Location: Southern Insect Management ResearchTitle: Demographic parameters of Nezara viridula (L.) (Heteroptera: Pentatomidae) reared on two diets developed for Lygus spp
|STREET, DOUG - Us Forest Service (FS)|
Submitted to: Journal of Insect Science
Publication Type: Peer Reviewed Journal
Publication Acceptance Date: 10/29/2015
Publication Date: 12/21/2015
Publication URL: http://handle.nal.usda.gov/10113/61781
Citation: Portilla, M., Snodgrass, G.L., Street, D., Luttrell, R.G. 2015. Demographic parameters of Nezara viridula (L.) (Heteroptera: Pentatomidae) reared on two diets developed for Lygus spp. Journal of Insect Science. 15(1):165. doi: 10.1093/jisesa/iev144.
Interpretive Summary: The requirement for plant material to rear N. viridula is expensive and labor intensive. Reduce the cost and increasing reliability and simplicity of its production would greatly enhance biological research and possibly facilitate the production of biological control agents. The objectives of this study were to evaluate two Lygus diets (FYD and DYD) as an alternative food source for rearing N. viridula. The biological and demographic parameters obtained in this investigation confirmed that the Lygus diet FYD has the potential to mass rear N. viridula. The use of raw yolk chicken egg in FYD as a part of a semisolid diet, appeared to satisfy the apparent requirement for protein. However, investigations are needed that examine the potential of this diet for continuous rearing and mass production. Colonies of L. hesperus and L. lineolaris have been maintained on FYD for over 10 years with no detrimental changes of its reproduction. Perhaps N. viridula can be similarly reared on FYD.
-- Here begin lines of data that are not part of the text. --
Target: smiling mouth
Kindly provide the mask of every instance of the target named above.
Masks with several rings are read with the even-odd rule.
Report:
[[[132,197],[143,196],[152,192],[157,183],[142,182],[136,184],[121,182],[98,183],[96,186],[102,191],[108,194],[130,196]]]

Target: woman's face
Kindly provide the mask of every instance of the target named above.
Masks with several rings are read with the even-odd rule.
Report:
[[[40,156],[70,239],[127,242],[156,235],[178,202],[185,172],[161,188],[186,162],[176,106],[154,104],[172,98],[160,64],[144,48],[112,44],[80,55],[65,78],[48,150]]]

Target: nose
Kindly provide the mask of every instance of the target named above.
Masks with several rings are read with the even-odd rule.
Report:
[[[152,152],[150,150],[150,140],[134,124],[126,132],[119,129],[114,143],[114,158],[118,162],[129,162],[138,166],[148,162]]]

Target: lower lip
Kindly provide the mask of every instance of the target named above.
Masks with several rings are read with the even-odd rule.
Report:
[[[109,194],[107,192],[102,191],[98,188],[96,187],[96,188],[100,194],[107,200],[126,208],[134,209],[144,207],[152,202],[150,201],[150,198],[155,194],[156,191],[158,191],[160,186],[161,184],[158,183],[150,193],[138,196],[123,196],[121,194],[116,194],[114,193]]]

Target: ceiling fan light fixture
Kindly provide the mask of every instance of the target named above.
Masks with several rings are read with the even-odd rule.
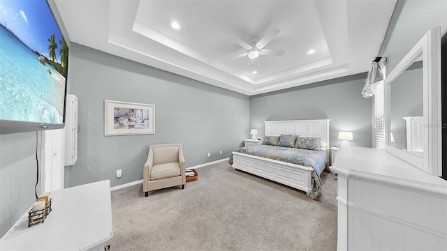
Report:
[[[257,58],[258,56],[259,56],[259,50],[251,50],[249,52],[249,58],[250,58],[250,59],[254,59]]]
[[[179,30],[182,28],[180,24],[177,23],[177,22],[173,22],[172,23],[170,23],[170,26],[175,30]]]

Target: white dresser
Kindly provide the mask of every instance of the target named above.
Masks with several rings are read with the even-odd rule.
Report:
[[[382,149],[342,146],[338,250],[447,250],[447,181]]]
[[[112,238],[110,182],[47,194],[52,211],[28,227],[28,211],[0,239],[1,250],[104,250]]]

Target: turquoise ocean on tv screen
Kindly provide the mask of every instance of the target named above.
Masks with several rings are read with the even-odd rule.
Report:
[[[65,87],[64,76],[0,24],[0,119],[61,123]]]

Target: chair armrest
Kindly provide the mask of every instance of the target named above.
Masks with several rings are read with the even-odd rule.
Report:
[[[180,166],[180,174],[182,175],[182,183],[183,184],[186,183],[186,176],[185,174],[185,160],[183,156],[183,150],[182,146],[179,148],[179,165]]]
[[[150,180],[151,170],[154,166],[154,154],[151,148],[149,148],[147,153],[147,159],[142,168],[142,178],[143,178],[143,190],[147,190],[147,181]]]

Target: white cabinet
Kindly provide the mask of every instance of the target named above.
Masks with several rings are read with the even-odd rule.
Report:
[[[78,97],[67,95],[65,114],[65,165],[78,160]]]
[[[329,149],[330,154],[330,162],[329,163],[330,165],[333,165],[335,162],[335,156],[337,155],[337,151],[338,151],[338,147],[332,146]]]
[[[104,250],[112,239],[110,181],[50,192],[52,211],[31,227],[28,211],[0,239],[2,250]]]
[[[41,192],[64,188],[64,129],[43,130],[41,135]]]
[[[244,140],[244,146],[258,146],[262,143],[262,140],[247,139]]]
[[[341,147],[338,250],[447,250],[447,181],[383,149]]]

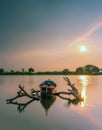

Technical Abstract: Two artificial diets developed for rearing Lygus spp., a fresh yolk chicken egg based-diet (FYD) and a dry yolk chicken egg based-diet (DYD), were evaluated as an alternative food source for rearing the southern green stink bug, Nezara viridula (L.) (Heteroptera: Pentatomidae). Survival to adult was 97.3% and 74.67%, respectively, on the fresh and dry yolk diets. Insects fed FYD had 100% survival of nymphs from first through fourth instars. Adult development was significantly shorter on FYD (30.37 ± SE 0.30 days) as compered to DYD (32.77 ± SE 0.16 days). Increased male and female longevity, higher fecundity, and larger egg mass sizes were also observed with N. viridula fed FYD. However, fertility and hatchability was higher on DYD. A complete cohort life table was constructed to describe the development of N. viridula on both diets.